Within this network, Mercy provides acute-care services, insurance products, plastic surgery, multi-specialty and multi-practice clinic settings, a retail environment that includes a pharmacy and a home health equipment store, and home-care services like fetal monitoring for expectant mothers.
Mercy deals with three key vendors: McKesson, which has supplied most of its legacy systems that support patient care in hospitals and for PACS throughout the enterprise; Epic Systems clinical electronic medical records, which have been rolled out since last September (2007) and will be completed within two years in all clinics; and SoftMed, now part of 3M Co., for dictation and transcription services.
In recent years, the information systems department has been able to provide more remote monitoring for caregivers, including remote access to lab results and PACS on their home PCs, and an enterprise master patient index that enables them to seamlessly access patient information without having to know a patient’s EMPI number.

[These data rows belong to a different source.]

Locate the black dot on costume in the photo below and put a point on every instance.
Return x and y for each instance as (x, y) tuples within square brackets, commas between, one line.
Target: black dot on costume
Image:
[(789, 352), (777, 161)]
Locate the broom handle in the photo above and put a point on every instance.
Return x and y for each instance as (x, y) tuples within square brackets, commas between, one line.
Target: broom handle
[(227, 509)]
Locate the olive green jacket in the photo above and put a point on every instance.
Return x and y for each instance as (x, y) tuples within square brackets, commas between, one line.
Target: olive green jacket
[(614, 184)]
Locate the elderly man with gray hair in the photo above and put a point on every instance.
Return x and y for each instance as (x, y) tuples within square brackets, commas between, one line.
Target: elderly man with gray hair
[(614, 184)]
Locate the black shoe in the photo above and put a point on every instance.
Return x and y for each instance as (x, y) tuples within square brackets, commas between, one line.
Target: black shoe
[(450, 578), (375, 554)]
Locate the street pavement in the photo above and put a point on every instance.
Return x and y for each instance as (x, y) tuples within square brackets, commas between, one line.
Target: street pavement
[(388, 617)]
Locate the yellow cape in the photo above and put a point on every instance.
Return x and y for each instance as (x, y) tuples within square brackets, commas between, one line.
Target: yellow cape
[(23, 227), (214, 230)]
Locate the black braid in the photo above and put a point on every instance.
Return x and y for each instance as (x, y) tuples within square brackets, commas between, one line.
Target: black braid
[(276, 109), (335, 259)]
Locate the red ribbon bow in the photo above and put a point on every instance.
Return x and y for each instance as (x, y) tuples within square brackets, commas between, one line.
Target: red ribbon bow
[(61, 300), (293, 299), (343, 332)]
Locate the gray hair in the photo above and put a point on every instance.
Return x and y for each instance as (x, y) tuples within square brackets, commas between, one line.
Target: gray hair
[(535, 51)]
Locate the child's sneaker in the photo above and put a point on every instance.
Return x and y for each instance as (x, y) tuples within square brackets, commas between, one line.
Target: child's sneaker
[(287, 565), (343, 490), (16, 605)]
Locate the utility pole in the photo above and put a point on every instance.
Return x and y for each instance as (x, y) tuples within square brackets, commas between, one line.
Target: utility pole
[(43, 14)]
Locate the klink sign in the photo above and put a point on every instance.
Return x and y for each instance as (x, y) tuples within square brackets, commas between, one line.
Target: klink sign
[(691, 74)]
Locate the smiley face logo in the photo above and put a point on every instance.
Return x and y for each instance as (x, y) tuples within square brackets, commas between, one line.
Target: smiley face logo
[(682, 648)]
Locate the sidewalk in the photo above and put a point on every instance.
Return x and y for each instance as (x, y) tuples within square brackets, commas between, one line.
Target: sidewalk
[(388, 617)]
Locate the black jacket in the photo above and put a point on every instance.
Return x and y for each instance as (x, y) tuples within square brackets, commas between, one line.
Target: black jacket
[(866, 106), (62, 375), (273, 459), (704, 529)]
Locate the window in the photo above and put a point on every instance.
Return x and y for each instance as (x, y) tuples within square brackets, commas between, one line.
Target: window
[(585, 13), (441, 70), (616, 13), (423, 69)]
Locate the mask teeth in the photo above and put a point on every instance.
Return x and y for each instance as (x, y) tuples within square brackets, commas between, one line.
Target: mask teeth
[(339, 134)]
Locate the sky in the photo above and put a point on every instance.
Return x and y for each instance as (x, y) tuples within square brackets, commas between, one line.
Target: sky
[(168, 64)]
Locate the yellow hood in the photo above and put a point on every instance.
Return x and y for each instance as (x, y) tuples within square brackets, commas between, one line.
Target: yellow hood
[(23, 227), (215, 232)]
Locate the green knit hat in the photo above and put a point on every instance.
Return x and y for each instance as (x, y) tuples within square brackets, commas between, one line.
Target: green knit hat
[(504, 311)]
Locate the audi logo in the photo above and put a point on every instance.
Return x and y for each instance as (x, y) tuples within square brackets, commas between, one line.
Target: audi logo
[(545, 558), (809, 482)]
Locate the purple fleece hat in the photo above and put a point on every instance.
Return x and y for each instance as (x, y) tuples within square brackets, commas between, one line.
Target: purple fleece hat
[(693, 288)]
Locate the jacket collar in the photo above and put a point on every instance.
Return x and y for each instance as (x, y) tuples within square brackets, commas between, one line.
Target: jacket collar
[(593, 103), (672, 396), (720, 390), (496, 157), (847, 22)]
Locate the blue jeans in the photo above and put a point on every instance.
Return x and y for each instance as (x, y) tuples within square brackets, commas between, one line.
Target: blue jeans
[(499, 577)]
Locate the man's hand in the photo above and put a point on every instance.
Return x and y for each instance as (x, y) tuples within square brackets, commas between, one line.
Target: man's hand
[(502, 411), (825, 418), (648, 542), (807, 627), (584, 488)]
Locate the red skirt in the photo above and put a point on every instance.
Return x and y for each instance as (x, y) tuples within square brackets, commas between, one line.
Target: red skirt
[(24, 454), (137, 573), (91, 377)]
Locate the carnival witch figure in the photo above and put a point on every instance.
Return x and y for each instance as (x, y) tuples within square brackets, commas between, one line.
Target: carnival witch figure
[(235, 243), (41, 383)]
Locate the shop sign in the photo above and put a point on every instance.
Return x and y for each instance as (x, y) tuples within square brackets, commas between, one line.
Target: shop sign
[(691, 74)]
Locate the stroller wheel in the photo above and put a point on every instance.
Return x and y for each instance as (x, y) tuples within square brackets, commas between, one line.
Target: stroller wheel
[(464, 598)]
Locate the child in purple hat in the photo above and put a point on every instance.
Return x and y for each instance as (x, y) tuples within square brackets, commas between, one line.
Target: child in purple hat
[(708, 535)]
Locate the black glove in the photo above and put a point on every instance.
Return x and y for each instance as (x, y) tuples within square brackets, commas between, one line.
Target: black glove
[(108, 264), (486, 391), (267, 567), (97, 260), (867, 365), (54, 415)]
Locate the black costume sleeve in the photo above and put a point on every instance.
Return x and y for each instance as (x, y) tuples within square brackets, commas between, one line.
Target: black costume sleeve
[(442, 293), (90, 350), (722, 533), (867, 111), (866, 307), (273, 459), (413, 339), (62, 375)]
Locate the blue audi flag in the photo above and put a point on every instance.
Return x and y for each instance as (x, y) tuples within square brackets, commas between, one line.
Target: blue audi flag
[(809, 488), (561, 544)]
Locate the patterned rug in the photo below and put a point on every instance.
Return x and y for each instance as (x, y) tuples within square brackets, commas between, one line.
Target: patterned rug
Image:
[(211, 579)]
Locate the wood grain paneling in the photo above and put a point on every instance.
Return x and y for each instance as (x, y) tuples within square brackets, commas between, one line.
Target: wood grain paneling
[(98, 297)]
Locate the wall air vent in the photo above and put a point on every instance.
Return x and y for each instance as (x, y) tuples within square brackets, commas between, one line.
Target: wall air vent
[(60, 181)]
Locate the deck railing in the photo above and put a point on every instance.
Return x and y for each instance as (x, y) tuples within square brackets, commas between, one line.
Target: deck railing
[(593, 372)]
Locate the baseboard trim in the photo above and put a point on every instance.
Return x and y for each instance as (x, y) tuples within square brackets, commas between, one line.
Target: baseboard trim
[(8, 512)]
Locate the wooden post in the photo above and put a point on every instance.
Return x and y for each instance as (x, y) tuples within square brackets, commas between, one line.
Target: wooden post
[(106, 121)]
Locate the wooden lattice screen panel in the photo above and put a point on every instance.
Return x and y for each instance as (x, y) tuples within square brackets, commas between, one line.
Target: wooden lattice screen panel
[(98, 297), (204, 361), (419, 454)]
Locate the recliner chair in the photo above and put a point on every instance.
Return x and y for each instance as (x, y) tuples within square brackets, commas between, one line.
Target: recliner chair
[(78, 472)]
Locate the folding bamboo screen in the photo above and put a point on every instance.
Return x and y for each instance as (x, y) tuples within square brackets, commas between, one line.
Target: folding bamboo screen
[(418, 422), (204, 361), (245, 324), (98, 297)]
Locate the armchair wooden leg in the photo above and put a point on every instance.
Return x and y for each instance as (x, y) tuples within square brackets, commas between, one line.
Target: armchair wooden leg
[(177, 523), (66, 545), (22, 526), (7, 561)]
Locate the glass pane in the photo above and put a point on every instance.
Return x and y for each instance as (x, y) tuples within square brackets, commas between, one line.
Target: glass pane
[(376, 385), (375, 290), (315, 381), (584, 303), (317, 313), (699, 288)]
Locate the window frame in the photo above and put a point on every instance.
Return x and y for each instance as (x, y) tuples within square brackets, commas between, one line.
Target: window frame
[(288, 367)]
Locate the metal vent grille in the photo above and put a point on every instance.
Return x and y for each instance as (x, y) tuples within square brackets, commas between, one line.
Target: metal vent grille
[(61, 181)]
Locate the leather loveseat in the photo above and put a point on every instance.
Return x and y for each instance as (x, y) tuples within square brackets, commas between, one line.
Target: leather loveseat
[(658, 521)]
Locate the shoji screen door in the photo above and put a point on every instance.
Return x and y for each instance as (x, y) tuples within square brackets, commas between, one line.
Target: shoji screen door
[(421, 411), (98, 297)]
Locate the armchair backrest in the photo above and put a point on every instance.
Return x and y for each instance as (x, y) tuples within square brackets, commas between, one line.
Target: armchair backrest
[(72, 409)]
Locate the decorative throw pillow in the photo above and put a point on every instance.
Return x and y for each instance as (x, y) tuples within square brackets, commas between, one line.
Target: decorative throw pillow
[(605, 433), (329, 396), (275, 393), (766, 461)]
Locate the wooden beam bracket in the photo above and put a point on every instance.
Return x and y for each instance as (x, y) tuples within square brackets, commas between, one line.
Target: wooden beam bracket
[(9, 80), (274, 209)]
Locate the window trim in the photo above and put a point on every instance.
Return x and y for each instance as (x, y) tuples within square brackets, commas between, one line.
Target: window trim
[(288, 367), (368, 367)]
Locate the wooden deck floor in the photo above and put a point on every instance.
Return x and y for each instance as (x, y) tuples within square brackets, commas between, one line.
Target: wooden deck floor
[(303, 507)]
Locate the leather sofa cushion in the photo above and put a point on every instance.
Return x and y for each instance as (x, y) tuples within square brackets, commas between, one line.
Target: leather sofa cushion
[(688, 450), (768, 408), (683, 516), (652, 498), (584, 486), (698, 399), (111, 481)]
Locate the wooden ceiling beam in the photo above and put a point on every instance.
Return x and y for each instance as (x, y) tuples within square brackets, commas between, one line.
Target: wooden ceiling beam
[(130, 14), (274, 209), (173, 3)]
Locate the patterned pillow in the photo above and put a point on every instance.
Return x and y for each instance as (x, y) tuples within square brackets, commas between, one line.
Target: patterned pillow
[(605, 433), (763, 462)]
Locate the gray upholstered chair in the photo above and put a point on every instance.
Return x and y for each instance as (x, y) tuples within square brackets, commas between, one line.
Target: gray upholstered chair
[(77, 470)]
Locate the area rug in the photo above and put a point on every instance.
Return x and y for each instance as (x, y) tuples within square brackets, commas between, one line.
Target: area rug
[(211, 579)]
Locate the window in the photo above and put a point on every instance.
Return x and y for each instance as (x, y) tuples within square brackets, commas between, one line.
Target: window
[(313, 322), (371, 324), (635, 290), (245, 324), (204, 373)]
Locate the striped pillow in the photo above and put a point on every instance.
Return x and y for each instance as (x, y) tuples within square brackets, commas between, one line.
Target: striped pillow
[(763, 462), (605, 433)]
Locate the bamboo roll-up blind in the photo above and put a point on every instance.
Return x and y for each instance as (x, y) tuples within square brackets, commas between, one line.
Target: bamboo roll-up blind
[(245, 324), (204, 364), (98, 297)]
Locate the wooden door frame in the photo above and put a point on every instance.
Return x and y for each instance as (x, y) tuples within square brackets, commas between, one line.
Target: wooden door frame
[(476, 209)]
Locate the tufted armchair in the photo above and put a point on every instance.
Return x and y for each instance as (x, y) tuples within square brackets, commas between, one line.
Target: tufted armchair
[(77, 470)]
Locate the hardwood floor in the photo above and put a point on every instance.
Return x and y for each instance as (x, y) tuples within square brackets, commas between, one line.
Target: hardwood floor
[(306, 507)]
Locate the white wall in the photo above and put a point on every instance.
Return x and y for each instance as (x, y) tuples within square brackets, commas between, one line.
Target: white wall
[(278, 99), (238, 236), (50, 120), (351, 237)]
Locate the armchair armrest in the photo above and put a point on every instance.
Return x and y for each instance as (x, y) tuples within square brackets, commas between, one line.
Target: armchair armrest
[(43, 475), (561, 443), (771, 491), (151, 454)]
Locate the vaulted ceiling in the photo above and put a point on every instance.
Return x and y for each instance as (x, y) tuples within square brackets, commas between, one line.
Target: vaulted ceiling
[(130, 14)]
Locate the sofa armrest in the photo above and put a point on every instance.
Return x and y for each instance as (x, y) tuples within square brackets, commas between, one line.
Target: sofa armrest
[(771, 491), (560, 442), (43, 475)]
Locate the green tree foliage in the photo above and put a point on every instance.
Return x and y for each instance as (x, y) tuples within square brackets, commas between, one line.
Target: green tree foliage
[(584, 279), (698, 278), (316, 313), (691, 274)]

This ease-of-access is one of several reasons Mercy recently received a Malcolm Baldrige National Quality Award, the highest Presidential honor for quality and organizational performance.
Floating their workflow
In dynamic organizations, operational excellence is a never-ending commitment. Mercy’s Epic implementation in clinics, its primary technology initiative, was designed with the input of multi-disciplinary teams, including physicians and other system end-users. According to Terry, the Epic project will do more than allow Mercy to shed paper records (and save physical space), develop improved analytics for state reporting purposes (in Wisconsin and Illinois), and eventually enable the integration of genetic information and EMRs. It is being undertaken with an emphasis on workflow standardization.
Every clinic in Mercy’s network has “little bit different ways” of charting and ordering, Terry stated. Therefore, one purpose of the ongoing EMR optimization process is to standardize workflows as much as possible. “Some of physicians and nurses float from clinic to clinic, so to the extent that we can maintain as much standard activity from clinic to clinic, it makes it easier for them to float,” he said.